Et le doc­teur Fisher pour­sui­vait en ces termes :

« Pour nous qui pou­vons voir les effets de la noire tyran­nie des convic­tions com­mu­nistes, il est natu­rel de les dénoncer.

« Mais nous devons fran­che­ment nous rendre compte qu’en Extrême-Orient, ce sys­tème peut faci­le­ment appa­raître non pas comme une tyran­nie, mais comme une libé­ra­tion. En effet, il pré­sente et est sus­cep­tible d’amener, dans cer­taines condi­tions, un remède à des maux sociaux, trop long­temps et trop légè­re­ment accep­tés.»

La ques­tion n’est pas de savoir si les peuples d’Amérique et d’Europe ont besoin de la Rus­sie pour se libé­rer du capi­ta­lisme ; à notre avis, certes, il vau­drait beau­coup mieux qu’ils s’en affran­chissent par leurs propres moyens sans rien deman­der à l’U.R.S.S., et même en s’inspirant aus­si peu que pos­sible de son exemple, car nous sommes bien éloi­gnés de dési­rer de vivre sous un régime sem­blable à celui de Sta­line ; mais ce n’est pas ce dont nous dis­cu­tons aujourd’hui.

Pas davan­tage il n’est ques­tion de fixer notre pré­fé­rence entre les Coréens du nord et ceux du sud secon­dés par les Amé­ri­cains et leurs alliés ; nous ne confon­dons pas la lutte pour la paix avec le sou­tien d’une armée, blanche ou rouge, et nous déplo­rons que, dans cha­cun des camps, le salut de la paix soit asso­cié para­doxa­le­ment au suc­cès d’une cam­pagne militaire.

Autre­ment dit, nous cher­chons à dépas­ser, dans cet expo­sé, la situa­tion pré­sente, ren­due très déli­cate par la guerre de Corée et celle d’Indochine ; nous cher­chons à en rai­son­ner par-des­sus le temps comme nous en rai­son­nons aus­si par­des­sus la dis­tance. Si loin­tain que nous paraisse l’Extrême-Orient, qui ne voit com­bien il s’est sou­dai­ne­ment rap­pro­ché ? Et si loin­tain que nous semble l’avenir que nous évo­quons, qui ne com­prend que le pré­sent le condi­tionne et le prépare ?

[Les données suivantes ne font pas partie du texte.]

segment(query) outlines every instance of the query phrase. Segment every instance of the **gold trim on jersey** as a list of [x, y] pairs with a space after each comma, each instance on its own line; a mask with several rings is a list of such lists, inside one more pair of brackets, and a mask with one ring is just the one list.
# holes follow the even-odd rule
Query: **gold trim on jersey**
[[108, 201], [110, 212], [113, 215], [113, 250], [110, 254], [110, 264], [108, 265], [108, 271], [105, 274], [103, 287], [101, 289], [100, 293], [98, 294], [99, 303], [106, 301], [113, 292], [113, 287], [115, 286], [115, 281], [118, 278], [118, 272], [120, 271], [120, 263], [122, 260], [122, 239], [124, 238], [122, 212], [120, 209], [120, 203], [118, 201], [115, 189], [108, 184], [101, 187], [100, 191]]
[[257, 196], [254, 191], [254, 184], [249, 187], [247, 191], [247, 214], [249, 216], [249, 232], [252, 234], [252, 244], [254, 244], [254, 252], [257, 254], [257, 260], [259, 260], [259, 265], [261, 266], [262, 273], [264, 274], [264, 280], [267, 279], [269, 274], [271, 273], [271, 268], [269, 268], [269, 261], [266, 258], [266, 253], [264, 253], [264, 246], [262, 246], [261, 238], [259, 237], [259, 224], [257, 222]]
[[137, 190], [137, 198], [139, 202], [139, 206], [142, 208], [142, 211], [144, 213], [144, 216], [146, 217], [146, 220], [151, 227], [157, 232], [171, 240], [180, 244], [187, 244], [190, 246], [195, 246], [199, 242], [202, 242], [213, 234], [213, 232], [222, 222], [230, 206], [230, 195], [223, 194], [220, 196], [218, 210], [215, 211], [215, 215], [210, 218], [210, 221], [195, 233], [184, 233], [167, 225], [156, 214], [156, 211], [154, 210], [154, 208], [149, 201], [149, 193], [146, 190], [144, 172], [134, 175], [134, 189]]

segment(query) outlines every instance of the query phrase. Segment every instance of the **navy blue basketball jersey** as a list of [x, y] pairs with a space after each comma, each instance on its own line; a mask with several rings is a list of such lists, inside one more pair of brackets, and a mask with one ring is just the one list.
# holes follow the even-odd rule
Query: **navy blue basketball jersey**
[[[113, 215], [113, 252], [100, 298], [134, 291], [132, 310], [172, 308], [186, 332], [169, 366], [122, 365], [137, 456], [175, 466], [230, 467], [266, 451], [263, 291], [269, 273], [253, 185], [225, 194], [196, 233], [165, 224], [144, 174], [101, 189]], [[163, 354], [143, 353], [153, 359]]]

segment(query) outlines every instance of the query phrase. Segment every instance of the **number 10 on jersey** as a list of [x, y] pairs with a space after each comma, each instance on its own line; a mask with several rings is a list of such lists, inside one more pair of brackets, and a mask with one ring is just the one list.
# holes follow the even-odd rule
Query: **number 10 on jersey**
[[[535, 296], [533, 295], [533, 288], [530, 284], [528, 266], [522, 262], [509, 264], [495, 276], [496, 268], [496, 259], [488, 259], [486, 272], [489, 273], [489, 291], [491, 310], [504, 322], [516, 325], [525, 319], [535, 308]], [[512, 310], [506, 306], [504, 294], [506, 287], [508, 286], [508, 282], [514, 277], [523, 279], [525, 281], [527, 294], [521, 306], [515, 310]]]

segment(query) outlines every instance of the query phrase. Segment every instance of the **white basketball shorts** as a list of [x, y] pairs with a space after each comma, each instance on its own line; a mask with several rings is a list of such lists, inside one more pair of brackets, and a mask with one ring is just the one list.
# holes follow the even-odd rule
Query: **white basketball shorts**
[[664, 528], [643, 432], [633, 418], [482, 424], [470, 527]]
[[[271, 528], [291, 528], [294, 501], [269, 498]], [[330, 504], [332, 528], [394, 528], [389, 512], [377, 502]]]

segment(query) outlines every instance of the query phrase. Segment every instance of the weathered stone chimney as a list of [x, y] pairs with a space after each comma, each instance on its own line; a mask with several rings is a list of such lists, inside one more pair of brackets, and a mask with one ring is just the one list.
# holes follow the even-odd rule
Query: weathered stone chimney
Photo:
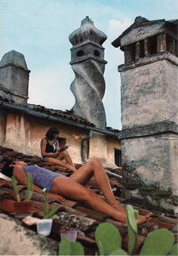
[[81, 27], [69, 35], [73, 45], [71, 63], [75, 78], [71, 84], [75, 103], [72, 111], [94, 123], [106, 128], [106, 121], [102, 99], [105, 93], [103, 73], [106, 61], [102, 44], [107, 36], [97, 29], [94, 22], [86, 17]]
[[112, 45], [124, 52], [121, 150], [125, 196], [178, 211], [178, 20], [141, 17]]
[[0, 62], [0, 95], [26, 105], [29, 72], [22, 54], [14, 50], [6, 53]]

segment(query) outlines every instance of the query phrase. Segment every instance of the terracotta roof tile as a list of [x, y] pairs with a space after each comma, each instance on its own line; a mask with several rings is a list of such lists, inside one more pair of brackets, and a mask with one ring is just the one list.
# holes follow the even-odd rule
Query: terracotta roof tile
[[[23, 153], [15, 152], [11, 149], [4, 148], [2, 147], [0, 147], [0, 159], [2, 165], [4, 165], [4, 163], [7, 161], [14, 160], [15, 159], [19, 160], [25, 159], [27, 164], [35, 164], [38, 162], [39, 166], [51, 169], [53, 171], [57, 169], [58, 171], [63, 172], [64, 175], [69, 175], [69, 174], [68, 171], [69, 170], [59, 168], [54, 165], [46, 164], [38, 157], [26, 156]], [[0, 165], [0, 169], [2, 167], [2, 165]], [[81, 165], [78, 165], [78, 168]], [[121, 170], [120, 168], [109, 171], [121, 174]], [[119, 179], [117, 180], [112, 177], [109, 178], [109, 180], [112, 190], [120, 190], [122, 189], [122, 184], [121, 184]], [[1, 189], [0, 198], [13, 197], [14, 196], [13, 190], [11, 189], [10, 184], [11, 182], [2, 181], [0, 179], [0, 187], [2, 187]], [[94, 179], [91, 180], [88, 184], [88, 187], [91, 190], [99, 193], [97, 185]], [[23, 187], [21, 187], [21, 189]], [[115, 191], [116, 190], [114, 190], [114, 193]], [[23, 196], [25, 190], [23, 189], [20, 192], [21, 196]], [[99, 196], [103, 198], [103, 196], [101, 194], [99, 194]], [[119, 199], [120, 202], [122, 202], [122, 204], [126, 200], [126, 199], [121, 197], [118, 197], [118, 199]], [[34, 201], [34, 208], [35, 211], [42, 208], [43, 202], [44, 200], [43, 195], [34, 192], [32, 200]], [[49, 203], [52, 207], [54, 202], [54, 200], [49, 200]], [[123, 248], [127, 248], [127, 227], [122, 223], [112, 220], [105, 214], [94, 211], [90, 208], [90, 206], [81, 202], [66, 199], [64, 202], [60, 204], [59, 205], [59, 212], [55, 215], [54, 224], [53, 225], [53, 230], [51, 235], [50, 236], [52, 239], [60, 241], [60, 229], [78, 229], [83, 232], [82, 235], [79, 234], [78, 236], [78, 241], [81, 242], [84, 246], [85, 254], [87, 253], [88, 255], [94, 254], [97, 250], [96, 242], [94, 241], [94, 231], [96, 227], [100, 222], [109, 222], [115, 225], [119, 230], [123, 239]], [[140, 215], [145, 215], [148, 212], [147, 210], [138, 207], [135, 208], [139, 210], [139, 214]], [[139, 226], [137, 250], [139, 251], [139, 248], [148, 234], [151, 231], [160, 227], [166, 227], [171, 230], [174, 233], [175, 239], [176, 240], [178, 236], [176, 228], [177, 224], [177, 218], [168, 215], [163, 215], [160, 213], [156, 213], [156, 214], [153, 216], [153, 217], [150, 218], [147, 222]]]

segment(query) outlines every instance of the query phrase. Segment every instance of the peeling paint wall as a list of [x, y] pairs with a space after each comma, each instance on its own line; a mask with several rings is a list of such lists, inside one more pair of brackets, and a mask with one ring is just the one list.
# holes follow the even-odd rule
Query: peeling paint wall
[[[41, 156], [40, 142], [51, 126], [59, 128], [60, 137], [66, 138], [70, 146], [67, 150], [75, 163], [82, 163], [81, 140], [88, 131], [74, 127], [50, 122], [18, 112], [2, 111], [0, 116], [0, 145], [26, 154]], [[110, 140], [106, 135], [93, 133], [86, 151], [88, 158], [97, 156], [104, 165], [115, 165], [114, 148], [120, 147], [120, 141]]]

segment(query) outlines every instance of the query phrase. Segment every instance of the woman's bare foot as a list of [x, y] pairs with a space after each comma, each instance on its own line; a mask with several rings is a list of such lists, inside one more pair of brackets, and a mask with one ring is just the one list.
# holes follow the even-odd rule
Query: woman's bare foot
[[139, 217], [137, 220], [136, 220], [137, 224], [140, 225], [143, 224], [144, 222], [147, 221], [148, 219], [153, 215], [152, 212], [149, 212], [145, 216], [141, 216]]
[[118, 203], [112, 204], [112, 206], [113, 206], [116, 210], [118, 210], [119, 211], [126, 214], [125, 208], [121, 205], [120, 205]]

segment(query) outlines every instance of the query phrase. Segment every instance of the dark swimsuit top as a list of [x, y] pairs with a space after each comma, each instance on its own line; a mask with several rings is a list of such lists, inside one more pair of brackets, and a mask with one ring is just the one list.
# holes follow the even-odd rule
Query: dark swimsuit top
[[53, 145], [51, 145], [48, 140], [47, 138], [46, 139], [46, 141], [47, 141], [47, 144], [46, 144], [46, 150], [45, 150], [45, 152], [46, 153], [55, 153], [57, 151], [57, 143], [56, 141], [54, 140]]

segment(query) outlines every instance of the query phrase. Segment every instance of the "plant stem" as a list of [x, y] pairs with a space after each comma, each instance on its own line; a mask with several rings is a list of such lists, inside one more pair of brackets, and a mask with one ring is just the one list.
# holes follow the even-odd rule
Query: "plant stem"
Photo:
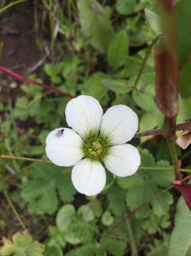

En véri­té, la ques­tion est de faire la paix avec les peuples d’Asie à qui la race blanche a fait conti­nuel­le­ment la guerre sans ces­ser de se la faire elle-même. Si les Blancs s’imaginent qu’ils tien­dront les Jaunes en res­pect en se fai­sant craindre d’eux, ils accu­mu­le­ront dans l’histoire des motifs d’hostilité pour plus tard, et des nuages char­gés de haine qui crè­ve­ront un jour sur leur tête.